Probability Trees
I recently interviewed for a data scientist/machine learning engineer position, and was asked this common interview question.
A patient is getting tested for a rare disease that afflicts 1% of the general population. The test has a 99% true positive rate and a 99% true negative rate. Given that the patient tests positive, what is the probability that they have the disease?
One of the most intuitive ways to solve this problem is to try it out with an actual number, say population of 10,000.
Number of people who have the disease: | $0.01 * 10000 = 100$ |
Number of people who will test positive: | $0.99 * 100 = 99$ |
Number of people who don’t have the disease: | $0.99 * 10000 = 9900$ |
Number of people who will test positive: | $0.01 * 9900 = 99$ |
Total number of people who tested positive: | $99 + 99 = 198$ |
Actual number of people who have the disease: | $99/198 = 0.5$ |
Another way is to apply Bayes’ theorem. Let $D$ be the event that one has the disease, and $P$ be the event that one tests positive.

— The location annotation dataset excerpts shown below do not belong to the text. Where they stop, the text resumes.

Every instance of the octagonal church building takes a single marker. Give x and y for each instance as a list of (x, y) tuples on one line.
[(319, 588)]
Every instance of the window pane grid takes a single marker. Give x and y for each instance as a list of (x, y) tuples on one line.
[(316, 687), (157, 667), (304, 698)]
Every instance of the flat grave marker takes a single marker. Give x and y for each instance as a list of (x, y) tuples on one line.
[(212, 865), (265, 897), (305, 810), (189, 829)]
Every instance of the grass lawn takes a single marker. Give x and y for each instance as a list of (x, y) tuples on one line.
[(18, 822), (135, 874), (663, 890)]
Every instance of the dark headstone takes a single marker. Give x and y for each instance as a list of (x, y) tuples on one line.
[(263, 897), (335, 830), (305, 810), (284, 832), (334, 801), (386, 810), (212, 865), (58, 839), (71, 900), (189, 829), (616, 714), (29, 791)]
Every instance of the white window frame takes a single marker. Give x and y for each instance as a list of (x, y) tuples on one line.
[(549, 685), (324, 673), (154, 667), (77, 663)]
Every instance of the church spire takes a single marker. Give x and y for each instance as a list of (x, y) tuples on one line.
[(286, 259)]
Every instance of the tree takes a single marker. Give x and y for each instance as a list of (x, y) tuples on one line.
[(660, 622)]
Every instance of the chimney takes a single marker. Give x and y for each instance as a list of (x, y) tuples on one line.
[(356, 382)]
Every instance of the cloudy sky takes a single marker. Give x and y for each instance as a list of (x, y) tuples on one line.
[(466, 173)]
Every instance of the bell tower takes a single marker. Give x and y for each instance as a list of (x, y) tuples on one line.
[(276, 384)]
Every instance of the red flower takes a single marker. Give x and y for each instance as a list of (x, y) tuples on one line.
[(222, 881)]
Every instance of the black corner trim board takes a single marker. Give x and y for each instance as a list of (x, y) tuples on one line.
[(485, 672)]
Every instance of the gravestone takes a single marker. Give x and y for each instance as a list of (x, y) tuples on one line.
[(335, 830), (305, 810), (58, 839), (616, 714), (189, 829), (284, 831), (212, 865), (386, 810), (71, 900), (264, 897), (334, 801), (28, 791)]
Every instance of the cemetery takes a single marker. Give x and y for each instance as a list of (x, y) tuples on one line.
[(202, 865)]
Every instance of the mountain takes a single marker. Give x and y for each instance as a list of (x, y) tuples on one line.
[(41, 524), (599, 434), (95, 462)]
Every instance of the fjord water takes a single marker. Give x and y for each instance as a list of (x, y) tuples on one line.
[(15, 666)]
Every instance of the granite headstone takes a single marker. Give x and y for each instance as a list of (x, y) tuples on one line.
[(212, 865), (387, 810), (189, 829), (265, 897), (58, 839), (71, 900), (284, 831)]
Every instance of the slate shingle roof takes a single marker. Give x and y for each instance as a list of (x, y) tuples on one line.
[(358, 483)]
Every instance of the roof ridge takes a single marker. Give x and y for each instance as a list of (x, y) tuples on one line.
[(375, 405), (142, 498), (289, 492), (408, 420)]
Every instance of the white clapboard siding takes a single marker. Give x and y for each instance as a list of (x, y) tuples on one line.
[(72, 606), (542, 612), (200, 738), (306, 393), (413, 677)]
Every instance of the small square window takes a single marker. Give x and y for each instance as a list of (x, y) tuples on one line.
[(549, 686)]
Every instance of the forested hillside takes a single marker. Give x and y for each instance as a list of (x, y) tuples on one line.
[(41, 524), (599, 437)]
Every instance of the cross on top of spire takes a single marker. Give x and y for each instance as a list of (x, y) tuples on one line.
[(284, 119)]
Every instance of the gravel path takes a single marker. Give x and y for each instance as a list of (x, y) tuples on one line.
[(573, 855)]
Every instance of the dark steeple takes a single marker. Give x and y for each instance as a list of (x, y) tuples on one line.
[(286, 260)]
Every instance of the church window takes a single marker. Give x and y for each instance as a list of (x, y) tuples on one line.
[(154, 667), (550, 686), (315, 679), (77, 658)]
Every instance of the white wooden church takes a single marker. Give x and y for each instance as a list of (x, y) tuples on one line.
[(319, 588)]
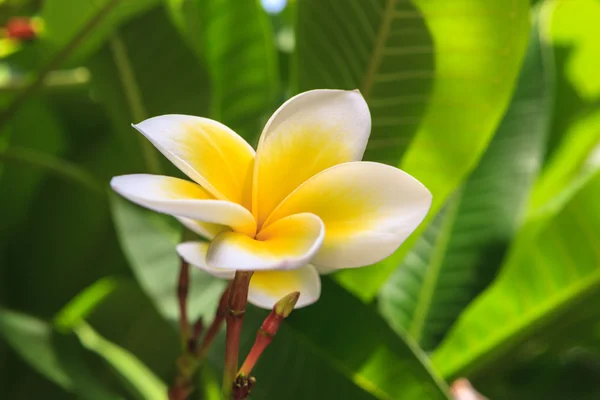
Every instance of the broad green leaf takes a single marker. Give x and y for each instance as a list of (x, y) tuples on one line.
[(437, 75), (34, 127), (65, 19), (148, 240), (235, 41), (461, 250), (561, 358), (32, 339), (136, 374), (546, 276), (135, 81), (574, 36), (66, 236), (58, 357)]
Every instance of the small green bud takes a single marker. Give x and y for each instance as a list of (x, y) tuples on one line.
[(284, 307)]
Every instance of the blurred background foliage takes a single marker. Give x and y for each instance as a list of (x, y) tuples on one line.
[(493, 104)]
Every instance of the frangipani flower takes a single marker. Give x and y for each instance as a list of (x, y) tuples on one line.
[(303, 204)]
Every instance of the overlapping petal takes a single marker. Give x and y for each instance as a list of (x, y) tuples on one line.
[(207, 151), (308, 134), (194, 253), (204, 229), (182, 198), (267, 287), (368, 210), (288, 243)]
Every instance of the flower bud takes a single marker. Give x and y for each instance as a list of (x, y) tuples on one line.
[(285, 306)]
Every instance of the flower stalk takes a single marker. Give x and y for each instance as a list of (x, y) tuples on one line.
[(238, 298), (216, 324), (192, 355), (186, 363), (268, 330)]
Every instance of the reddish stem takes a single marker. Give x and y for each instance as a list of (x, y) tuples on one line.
[(238, 297), (182, 292), (216, 324)]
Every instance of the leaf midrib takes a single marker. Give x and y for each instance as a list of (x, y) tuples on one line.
[(433, 273)]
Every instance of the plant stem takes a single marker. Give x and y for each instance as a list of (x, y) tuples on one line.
[(186, 364), (53, 165), (238, 297), (133, 95), (268, 330), (216, 324), (64, 53), (182, 292)]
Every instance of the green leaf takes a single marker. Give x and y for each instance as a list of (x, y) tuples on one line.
[(58, 357), (135, 81), (337, 348), (64, 20), (437, 75), (551, 269), (236, 43), (148, 240), (459, 253), (145, 383), (32, 339), (315, 346), (574, 36), (36, 128)]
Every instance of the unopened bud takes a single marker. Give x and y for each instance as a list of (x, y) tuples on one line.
[(285, 306)]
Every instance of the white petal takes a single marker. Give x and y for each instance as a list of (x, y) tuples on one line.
[(207, 151), (194, 253), (204, 229), (309, 133), (286, 244), (182, 199), (268, 287), (368, 210)]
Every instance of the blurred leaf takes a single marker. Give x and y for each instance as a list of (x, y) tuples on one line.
[(32, 339), (135, 81), (144, 382), (461, 250), (34, 127), (574, 23), (551, 269), (353, 340), (235, 41), (58, 357), (64, 19), (337, 348), (574, 34), (66, 235), (437, 75)]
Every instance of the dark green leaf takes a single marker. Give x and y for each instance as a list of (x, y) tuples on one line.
[(236, 43), (551, 269), (135, 81), (437, 75), (148, 240), (64, 20)]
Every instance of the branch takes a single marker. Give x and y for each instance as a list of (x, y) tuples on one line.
[(66, 51)]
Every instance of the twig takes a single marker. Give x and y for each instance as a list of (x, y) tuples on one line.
[(22, 97), (61, 168), (182, 292), (268, 330), (216, 324), (238, 297)]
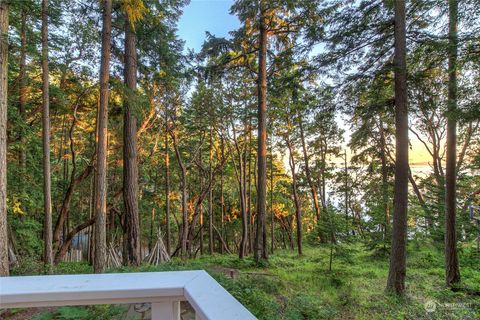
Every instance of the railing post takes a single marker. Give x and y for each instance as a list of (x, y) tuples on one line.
[(166, 310)]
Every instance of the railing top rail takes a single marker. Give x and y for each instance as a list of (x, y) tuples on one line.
[(208, 298)]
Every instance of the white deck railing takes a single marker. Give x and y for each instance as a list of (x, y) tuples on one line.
[(164, 290)]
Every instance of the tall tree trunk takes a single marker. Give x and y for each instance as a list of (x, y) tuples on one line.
[(272, 213), (4, 265), (130, 163), (296, 199), (167, 185), (308, 173), (260, 238), (397, 270), (346, 195), (200, 211), (222, 199), (183, 183), (243, 207), (452, 271), (47, 184), (210, 197), (248, 176), (383, 158), (22, 88), (100, 206)]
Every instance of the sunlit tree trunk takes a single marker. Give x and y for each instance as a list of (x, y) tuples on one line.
[(47, 193), (452, 271), (22, 88), (397, 270), (131, 239), (385, 201), (260, 251), (167, 185), (100, 206), (313, 190), (4, 268), (296, 199), (210, 197)]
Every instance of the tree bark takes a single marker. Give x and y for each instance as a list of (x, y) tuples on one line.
[(183, 183), (4, 265), (210, 197), (47, 192), (452, 271), (308, 173), (272, 213), (167, 185), (131, 240), (383, 158), (100, 206), (397, 269), (260, 238), (22, 88), (296, 200)]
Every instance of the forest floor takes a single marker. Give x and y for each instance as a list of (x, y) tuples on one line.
[(293, 287)]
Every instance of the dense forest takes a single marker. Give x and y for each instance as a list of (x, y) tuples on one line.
[(300, 129)]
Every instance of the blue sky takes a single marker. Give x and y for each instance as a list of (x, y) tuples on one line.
[(205, 15)]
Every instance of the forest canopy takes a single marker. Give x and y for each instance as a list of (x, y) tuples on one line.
[(315, 123)]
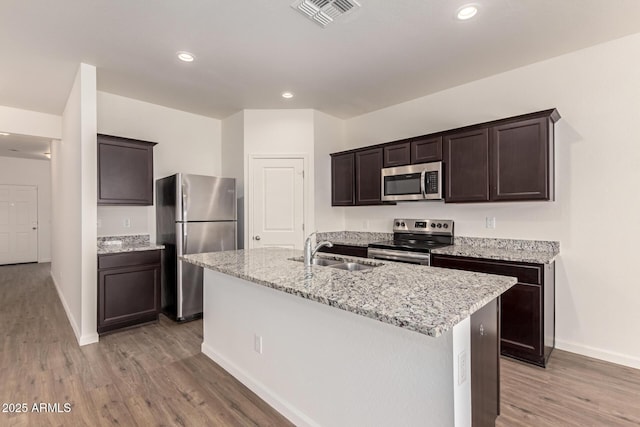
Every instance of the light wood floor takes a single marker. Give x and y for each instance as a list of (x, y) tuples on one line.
[(156, 375)]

\[P(D|P) = \frac{P(P|D) \cdot P(D)}{P(P)}\]Data:
\(\text{TPR} = P(P|D) = 0.99\)
\(\text{FPR} = P(P|D^C) = 0.01\)
\(P(D) = 0.01\)
For the probability that you test positive, we can apply Law of Total Probability:
\[P(P) = P(P|D) \cdot P(D) + P(P|D^C) \cdot P(D^C)\] \[\Rightarrow 0.99 \cdot 0.01 + 0.01 \cdot 0.99\]This gives us:
\[P(D|P) = \frac{0.99 \cdot 0.01}{0.99 \cdot 0.01 + 0.01 \cdot 0.99}\] \[\Rightarrow 0.5\]Note: This is a fairly surprising result; given that the accuracy of the test is pretty high, one expects a higher chance of having the disease if one tests positive. However, the rarity of the disease (1%) offsets the high TPR and TNR.
While both these approaches lead us to the correct solution, there is a better and more convenient way of solving the problem that is both mathematically rigorous (unlike the first solution), but also equally intuitive.
Probability Trees
Let’s visualize the above problem in the form of probability trees:
The probability of testing positive is given by following all the branches that lead to testing positive, and adding them:
\[P(P) = 0.99 \cdot 0.01 + 0.01 \cdot 0.99\]The probability that we have the disease if we tested positive is given by looking at all the branches where this is true:
\[P(D \cap P) = 0.01 \cdot 0.99\]Thus the probability that we have the disease given that we tested positive is given by dividing the latter by the former:
\[P(D|P) = \frac{0.99 \cdot 0.01}{0.99 \cdot 0.01 + 0.01 \cdot 0.99}\] \[\Rightarrow 0.5\]This methodology applies for several problems that are common interview questions. It draws directly from the fact that
\[P(A|B) = \frac{P(A \cap B)}{P(B)}\]Let’s look at a few more examples:
Suppose you were interviewed for a technical role. 50% of the people who sat for the first interview received the call for second interview. 95% of the people who got a call for second interview felt good about their first interview. 75% of people who did not receive a second call, also felt good about their first interview. If you felt good after your first interview, what is the probability that you will receive a second interview call?
By applying a similar approach of following appropriate branches, the answer is given by:
\[P(SI|FG) = \frac{0.5 \cdot 0.95}{0.5 \cdot 0.95 + 0.5 \cdot 0.75}\] \[\Rightarrow 0.55882\]\[P(B|L) = \frac{0.25 \cdot 0.6}{0.5 \cdot 0.4 + 0.25 \cdot 0.6 + 0.35 \cdot 0.35}\] \[\Rightarrow 0.31746\]Suppose a voter poll is taken in three states. In state A, 50% of voters support the liberal candidate, in state B, 60% of the voters support the liberal candidate, and in state C, 35% of the voters support the liberal candidate. Of the total population of the three states, 40% live in state A, 25% live in state B, and 35% live in state C. Given that a voter supports the liberal candidate, what is the probability that she lives in state B?
Summary
This is not a new concept, but it showcased how certain problems are far more simpler and intuitive if visualized appropriately. It is easy to get lost in percentages, and make minor slip-ups in multiplying/adding probabilities, and this approach eliminates that possibility almost entirely.